What? is a party game of bluffing and guessing created by the Central African footballer David Manga. It is designed for 5 or more players, ages 14 and up. The game can be played by scoring points, playing to a certain number of ‘rounds’ or played loosely as topic cards for conversation starters at office or dinner parties.

Games Magazine named, “What?” the “Best Party Game Runner Up” for 2009 (released in December 2008 issue).

Gameplay
Each 'What?' card has three category questions that each equal one ‘round’. Question 1 is a general category with short snappy questions that always begin with “What?”.  Question 2 is the personal category where the questioner fills in the blank with someone's name. The name can be of someone playing the game, a famous person that everyone knows, or even a fictional or generic character. Question 3 is a sticky situation category where players are faced with predicaments that always end up asking, “What do you do?”.

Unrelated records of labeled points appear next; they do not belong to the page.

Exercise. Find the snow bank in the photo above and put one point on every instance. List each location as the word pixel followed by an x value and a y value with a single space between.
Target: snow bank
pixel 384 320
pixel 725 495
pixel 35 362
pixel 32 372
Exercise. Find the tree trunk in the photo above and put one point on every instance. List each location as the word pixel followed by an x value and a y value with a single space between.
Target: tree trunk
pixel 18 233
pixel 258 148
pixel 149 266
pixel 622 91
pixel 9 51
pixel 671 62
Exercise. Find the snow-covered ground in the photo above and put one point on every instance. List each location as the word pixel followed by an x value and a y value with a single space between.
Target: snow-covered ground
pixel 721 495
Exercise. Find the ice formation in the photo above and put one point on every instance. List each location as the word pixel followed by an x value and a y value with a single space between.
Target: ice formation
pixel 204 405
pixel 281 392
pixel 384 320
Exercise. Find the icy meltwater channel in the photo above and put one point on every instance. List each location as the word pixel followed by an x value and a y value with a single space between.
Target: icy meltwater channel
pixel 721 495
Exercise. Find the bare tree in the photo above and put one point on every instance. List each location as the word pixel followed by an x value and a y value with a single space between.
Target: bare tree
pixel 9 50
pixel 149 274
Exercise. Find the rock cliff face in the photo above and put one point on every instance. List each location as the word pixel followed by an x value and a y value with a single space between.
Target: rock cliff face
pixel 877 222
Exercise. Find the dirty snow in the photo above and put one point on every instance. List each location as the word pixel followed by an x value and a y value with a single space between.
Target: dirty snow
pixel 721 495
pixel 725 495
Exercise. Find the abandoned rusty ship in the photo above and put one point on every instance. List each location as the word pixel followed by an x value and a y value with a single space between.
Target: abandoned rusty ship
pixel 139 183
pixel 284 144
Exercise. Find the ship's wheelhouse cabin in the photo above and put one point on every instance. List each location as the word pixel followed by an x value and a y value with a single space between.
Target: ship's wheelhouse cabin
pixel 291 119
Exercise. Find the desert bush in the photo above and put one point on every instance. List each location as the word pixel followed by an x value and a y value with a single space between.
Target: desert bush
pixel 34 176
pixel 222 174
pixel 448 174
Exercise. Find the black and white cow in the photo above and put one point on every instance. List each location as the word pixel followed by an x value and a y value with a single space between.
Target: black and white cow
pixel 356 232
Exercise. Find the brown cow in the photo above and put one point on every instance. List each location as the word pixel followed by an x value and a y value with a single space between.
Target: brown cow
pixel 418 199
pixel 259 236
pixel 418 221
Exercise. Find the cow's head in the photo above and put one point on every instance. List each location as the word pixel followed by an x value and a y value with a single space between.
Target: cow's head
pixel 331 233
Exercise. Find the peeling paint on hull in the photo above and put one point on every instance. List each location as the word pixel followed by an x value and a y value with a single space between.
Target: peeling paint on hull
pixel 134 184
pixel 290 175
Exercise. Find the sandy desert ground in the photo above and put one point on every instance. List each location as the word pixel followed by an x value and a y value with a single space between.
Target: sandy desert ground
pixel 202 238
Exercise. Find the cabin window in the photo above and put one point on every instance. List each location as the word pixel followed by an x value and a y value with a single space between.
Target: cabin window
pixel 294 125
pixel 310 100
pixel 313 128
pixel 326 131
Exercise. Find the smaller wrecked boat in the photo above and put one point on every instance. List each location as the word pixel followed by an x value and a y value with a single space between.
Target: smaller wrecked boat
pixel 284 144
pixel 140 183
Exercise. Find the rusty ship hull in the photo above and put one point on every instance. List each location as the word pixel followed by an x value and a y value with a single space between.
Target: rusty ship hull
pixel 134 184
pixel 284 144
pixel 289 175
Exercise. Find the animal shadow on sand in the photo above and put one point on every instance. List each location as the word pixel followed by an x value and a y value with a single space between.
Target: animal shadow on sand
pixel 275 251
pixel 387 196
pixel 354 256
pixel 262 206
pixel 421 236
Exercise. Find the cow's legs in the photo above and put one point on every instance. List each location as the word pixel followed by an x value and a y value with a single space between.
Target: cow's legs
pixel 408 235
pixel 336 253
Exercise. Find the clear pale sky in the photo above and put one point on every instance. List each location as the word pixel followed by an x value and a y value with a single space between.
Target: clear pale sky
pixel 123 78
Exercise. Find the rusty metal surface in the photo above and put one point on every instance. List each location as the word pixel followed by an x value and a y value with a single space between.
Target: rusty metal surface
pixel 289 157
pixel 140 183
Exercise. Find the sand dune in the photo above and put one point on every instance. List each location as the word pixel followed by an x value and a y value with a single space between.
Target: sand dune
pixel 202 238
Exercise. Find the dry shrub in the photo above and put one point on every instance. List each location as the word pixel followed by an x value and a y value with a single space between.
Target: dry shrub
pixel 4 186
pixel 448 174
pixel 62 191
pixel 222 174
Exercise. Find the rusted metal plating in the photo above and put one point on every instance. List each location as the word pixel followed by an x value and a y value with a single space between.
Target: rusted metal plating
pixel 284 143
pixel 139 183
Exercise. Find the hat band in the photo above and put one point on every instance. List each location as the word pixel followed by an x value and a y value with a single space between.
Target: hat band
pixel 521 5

There is one questioner who reads a question out loud to the group of players. Then everyone writes down their answer. Answers can be absolute truths or outright lies. The questioner reads all the answers out loud and chooses their favorite response. The goal is for each player is to correctly guess who wrote the response. Players who correctly guess the author score one point. If nobody guessed the author correctly, the author would score 3 points. After this round is over, the questioner returns the 'What?' card into the bottom of the pile. Then the player on questioner's left-hand-side becomes the next questioner and they must read a question from the next category. Players determine when the game ends by either reaching a set number of score-points or a set number of rounds have been played.

The player with the most points at the end of the game wins.

Equipment
Original Box:
 108 'What?' cards
 Answer sheet pad
Scoring sheet pad
 Scoring sheet shield
6 pencils

Deluxe Edition extras include:
 162 additional questions
 200 more answer sheets
 50% more score sheets
 6 more pencils
 Tin box

A French edition was also introduced as “Quoi” and includes the same equipment as the original box version.